Memorable Moments: Father’s Speech in Call Me By Your Name

Do you rip out parts of yourself so you can be cured of things faster?

Call Me By Your Name Timothée Chalamet as Elio

2017 was a stacked year. If we just take a glance at the Best Picture nominee list, there is the consensus that any single one could have brought home the Oscar in 2018. Get Out offered smart social satire, Lady Bird demonstrated that the coming-of-age film doesn’t have to be cliche and predictable, and Three Billboards Outside Ebbing, Missouri tackled real world issues and provided an unflinching look at death and grief.

I could go on and on about the movies from 2017, but that’s not what I am here to do, because today we have a singular task at hand, and that’s examining a wonderfully poignant moment in Call Me By Your Name. Call Me By Your Name is a love story, it is also a coming-of-age film, with young Elio (Timothée Chalamet) navigating the path of first love and sexuality.

Luca Guadagnino’s film is beautiful, intoxicating, and paints such an authentic relationship between the two main characters Elio and Oliver (Armie Hammer). The leads and the ensemble all came together like a nicely assembled jigsaw puzzle, the backdrop dripping with sensuality and the juice of peaches. I could pause the film at any moment and it would be worth writing about – in a world constantly speeding through the process, Call Me By Your Name takes its time with the viewer, and by the end of it you are a weeping mess. But the most memorable moment for me, without a doubt, is Elio’s chat with his father (Mr Perlman, played by Michael Stuhlbarg) after Oliver leaves.

Here’s the thing about falling in love; it is an insular thing, the outside world stepping away while you move closer to each other. While Elio was falling in love with Oliver, his parents were watching him do so, though he wasn’t aware of it and thought he was hiding the whole thing pretty well. A person falling in love is unmistakable though, as we ourselves could tell from the beginning what Elio was feeling.

A parent’s role in their child’s romantic life varies; some are supportive and offer a listening ear, some are vehement at the idea of love and sex at a young age. Elio’s father takes it in a different direction, by truly empathising with his son, not speaking in platitudes of time healing all wounds, but understanding that the wounds from love are a powerful thing.

Whenever we are scorned in love, or experience heartbreak, our response is to repress – to snuff out any sense of lingering emotion. Because it hurts. It hurts to know you won’t be able to be with this person, that your job now is to get over them, to shovel dirt over this heartache and bury it deep inside of yourself.

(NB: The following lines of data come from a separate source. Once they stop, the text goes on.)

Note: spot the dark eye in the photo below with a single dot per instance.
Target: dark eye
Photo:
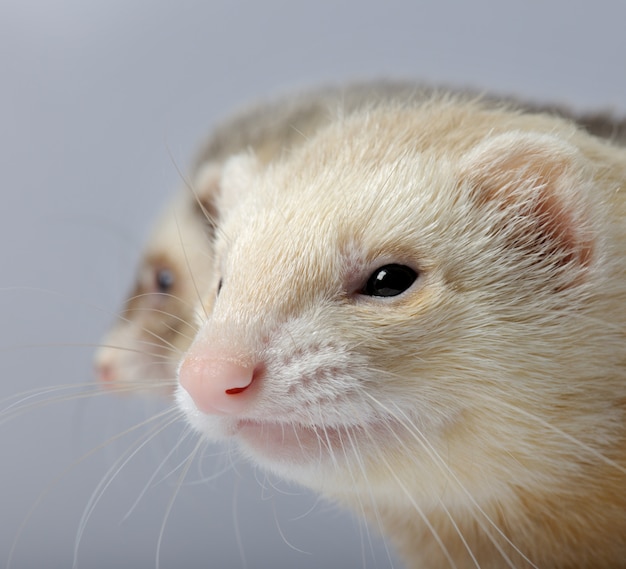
(389, 280)
(164, 280)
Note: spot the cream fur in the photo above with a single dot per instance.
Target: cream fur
(142, 348)
(478, 419)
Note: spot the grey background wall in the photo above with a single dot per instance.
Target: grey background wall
(99, 102)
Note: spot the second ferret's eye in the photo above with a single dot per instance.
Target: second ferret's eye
(164, 280)
(389, 280)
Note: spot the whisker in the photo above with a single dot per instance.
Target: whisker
(170, 417)
(149, 483)
(57, 479)
(170, 504)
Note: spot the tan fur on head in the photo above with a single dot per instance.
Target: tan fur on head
(144, 350)
(478, 417)
(140, 351)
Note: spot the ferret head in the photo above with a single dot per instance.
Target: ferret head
(418, 298)
(140, 351)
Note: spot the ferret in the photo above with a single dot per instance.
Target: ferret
(141, 350)
(419, 313)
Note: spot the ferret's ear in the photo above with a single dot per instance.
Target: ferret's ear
(534, 188)
(238, 178)
(206, 189)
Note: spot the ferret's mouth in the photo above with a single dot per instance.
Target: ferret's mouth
(293, 442)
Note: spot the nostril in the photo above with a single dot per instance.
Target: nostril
(255, 375)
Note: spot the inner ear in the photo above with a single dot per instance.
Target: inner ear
(536, 188)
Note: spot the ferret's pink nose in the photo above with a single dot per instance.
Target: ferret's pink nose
(216, 386)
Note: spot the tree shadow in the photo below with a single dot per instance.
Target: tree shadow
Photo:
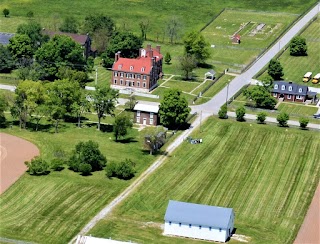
(127, 140)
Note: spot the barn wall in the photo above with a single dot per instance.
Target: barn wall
(195, 232)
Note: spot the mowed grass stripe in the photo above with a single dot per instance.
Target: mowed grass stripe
(258, 170)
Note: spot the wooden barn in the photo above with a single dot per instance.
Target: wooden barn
(199, 221)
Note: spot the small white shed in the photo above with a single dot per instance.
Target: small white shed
(199, 221)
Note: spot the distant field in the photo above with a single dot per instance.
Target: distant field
(53, 208)
(294, 68)
(261, 171)
(191, 14)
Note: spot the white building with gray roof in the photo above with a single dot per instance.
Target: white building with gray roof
(199, 221)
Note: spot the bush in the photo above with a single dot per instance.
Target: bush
(57, 164)
(303, 122)
(282, 119)
(123, 170)
(240, 113)
(223, 112)
(85, 169)
(261, 117)
(37, 166)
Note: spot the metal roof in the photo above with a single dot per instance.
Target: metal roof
(5, 37)
(198, 214)
(146, 108)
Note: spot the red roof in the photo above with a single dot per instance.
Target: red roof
(81, 39)
(139, 65)
(142, 64)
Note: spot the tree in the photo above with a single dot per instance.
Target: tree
(196, 45)
(223, 112)
(6, 60)
(62, 94)
(298, 46)
(144, 27)
(132, 101)
(37, 166)
(3, 106)
(34, 31)
(6, 12)
(174, 108)
(240, 113)
(125, 42)
(187, 64)
(282, 119)
(261, 96)
(167, 58)
(69, 24)
(20, 47)
(154, 138)
(173, 27)
(93, 23)
(261, 117)
(275, 69)
(87, 153)
(30, 14)
(60, 51)
(104, 100)
(303, 122)
(121, 125)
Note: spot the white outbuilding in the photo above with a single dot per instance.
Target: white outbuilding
(198, 221)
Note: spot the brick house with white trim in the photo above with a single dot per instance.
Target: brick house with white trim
(292, 92)
(139, 74)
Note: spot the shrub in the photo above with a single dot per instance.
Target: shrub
(85, 169)
(37, 166)
(240, 113)
(57, 164)
(261, 117)
(223, 112)
(282, 119)
(303, 122)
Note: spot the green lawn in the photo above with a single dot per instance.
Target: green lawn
(53, 208)
(261, 171)
(190, 14)
(294, 68)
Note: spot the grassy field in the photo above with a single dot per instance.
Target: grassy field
(238, 166)
(53, 208)
(294, 68)
(190, 14)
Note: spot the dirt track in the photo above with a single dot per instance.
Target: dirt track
(309, 232)
(14, 151)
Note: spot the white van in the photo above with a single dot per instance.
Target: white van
(307, 76)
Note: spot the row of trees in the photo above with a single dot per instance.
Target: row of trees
(85, 158)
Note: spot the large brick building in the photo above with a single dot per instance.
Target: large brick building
(139, 74)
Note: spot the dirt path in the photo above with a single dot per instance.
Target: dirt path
(14, 151)
(309, 232)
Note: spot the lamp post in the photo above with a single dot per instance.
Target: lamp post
(227, 92)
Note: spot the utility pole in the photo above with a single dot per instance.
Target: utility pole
(96, 81)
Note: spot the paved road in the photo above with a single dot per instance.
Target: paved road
(237, 83)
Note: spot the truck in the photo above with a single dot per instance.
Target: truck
(307, 76)
(316, 79)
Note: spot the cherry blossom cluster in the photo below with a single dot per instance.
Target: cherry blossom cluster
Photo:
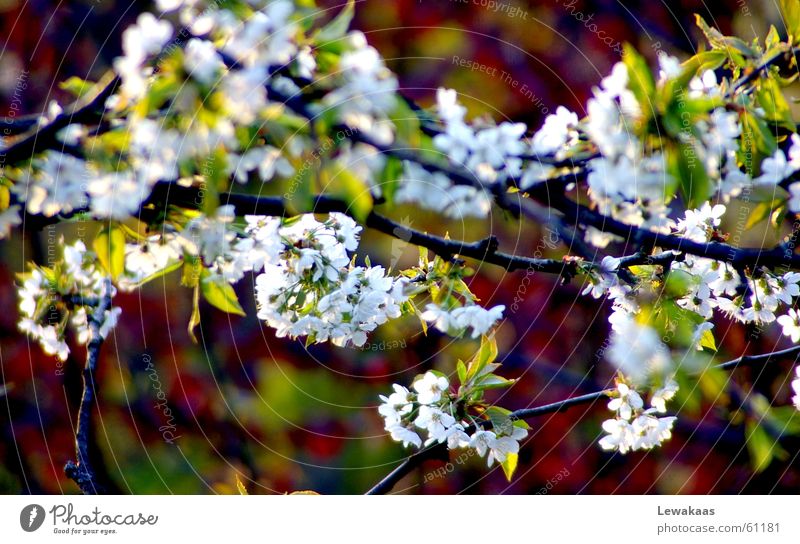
(50, 299)
(312, 289)
(455, 321)
(431, 407)
(633, 427)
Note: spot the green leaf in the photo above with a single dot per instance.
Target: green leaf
(163, 272)
(685, 165)
(240, 486)
(757, 132)
(190, 275)
(338, 26)
(640, 78)
(194, 320)
(109, 244)
(771, 98)
(298, 197)
(76, 86)
(220, 294)
(390, 178)
(759, 444)
(486, 354)
(510, 465)
(736, 48)
(707, 341)
(790, 10)
(501, 423)
(762, 211)
(492, 381)
(461, 369)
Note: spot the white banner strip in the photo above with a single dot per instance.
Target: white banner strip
(400, 519)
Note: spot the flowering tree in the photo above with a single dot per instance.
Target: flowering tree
(249, 139)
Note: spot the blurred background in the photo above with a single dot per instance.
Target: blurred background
(287, 418)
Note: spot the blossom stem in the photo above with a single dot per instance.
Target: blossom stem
(438, 450)
(82, 471)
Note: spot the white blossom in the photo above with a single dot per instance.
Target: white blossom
(430, 387)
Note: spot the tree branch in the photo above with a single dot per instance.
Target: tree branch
(739, 258)
(45, 137)
(440, 450)
(82, 472)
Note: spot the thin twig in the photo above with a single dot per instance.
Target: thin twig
(83, 472)
(440, 450)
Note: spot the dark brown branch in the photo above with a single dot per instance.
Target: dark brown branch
(45, 137)
(739, 258)
(439, 451)
(82, 471)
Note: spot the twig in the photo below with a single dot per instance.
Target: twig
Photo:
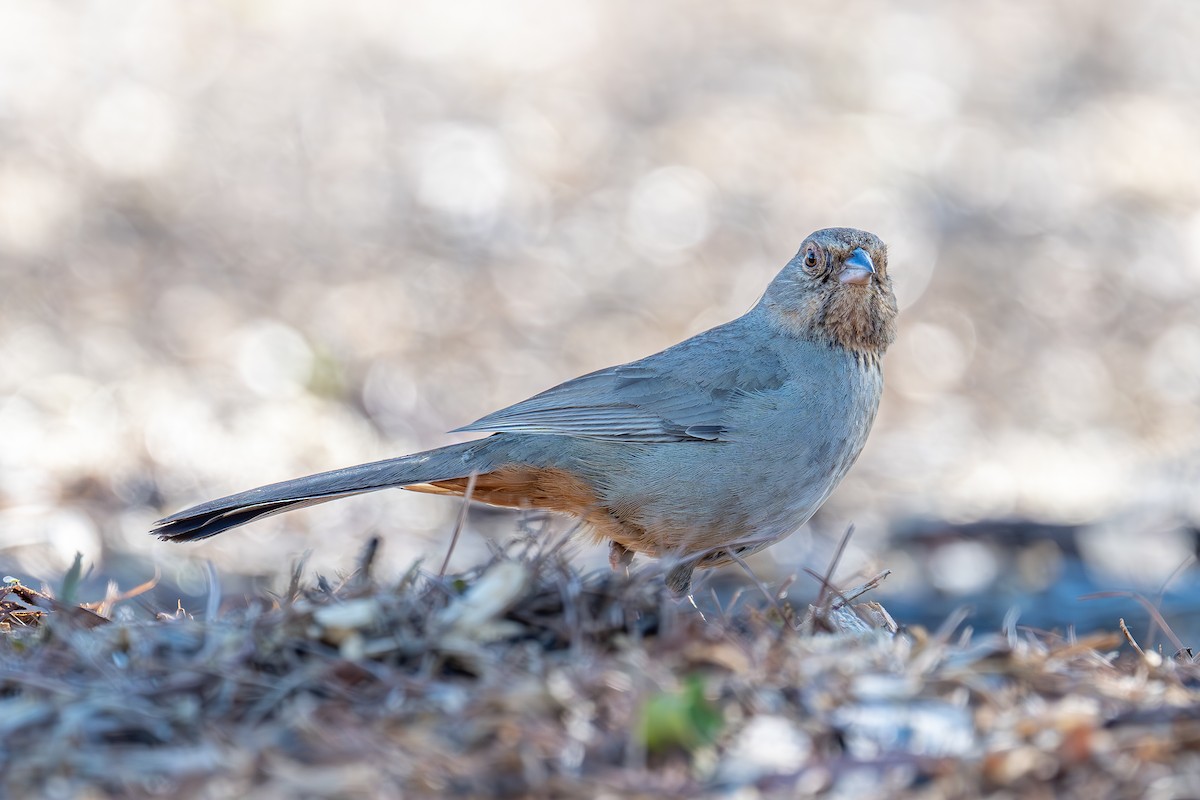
(827, 582)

Instead, Elio’s father tells him to embrace it, to see the beauty in what they shared together, and acknowledge the rarity of an experience like that.

How often do we get to love in such a way, finding a person who satisfies and completes us in every single way? So, while the impulse may be to “rip out” parts of ourselves so that we can “be cured of things faster”, if we keep doing that, in the end we will be left with nothing – a shell of a person numbed to the point of oblivion. There is no judgement from Elio’s father, just the offer of a listening ear and a shoulder to cry on, in order to tide him through the inevitable pain.

I cried for a long time after watching this scene, more so than any other scene in this movie (though it drew many tears from me), because I didn’t have someone to tell me to do that. After rejection, all I wanted was to forget all the pain, and with that forgetting, I lost the part of myself that was brave and daring. She disappeared into a forest of falling leaves, wearing a gold dress and surrounded by gold leaves – I stare at her from behind a window, in a space that is empty and vacant. I should have brought her along as I dived into other relationships, but it was too late by then.

The great thing about this scene is that this response is not only when it comes to love. We apply it to every facet of our lives as well, wanting to cut and sever rather than nurse and heal. If we are disappointed by our dreams, then we leave them behind and think about them no further, relationships and people relegated to the past because we don’t want to deal with the pain.

This scene is an acute understanding of the human condition, with an urgent message to resist. The hurt, the heartache, the disappointment – it’s all part of who you are. So wrap up the wounds, let them heal, and go out and love again.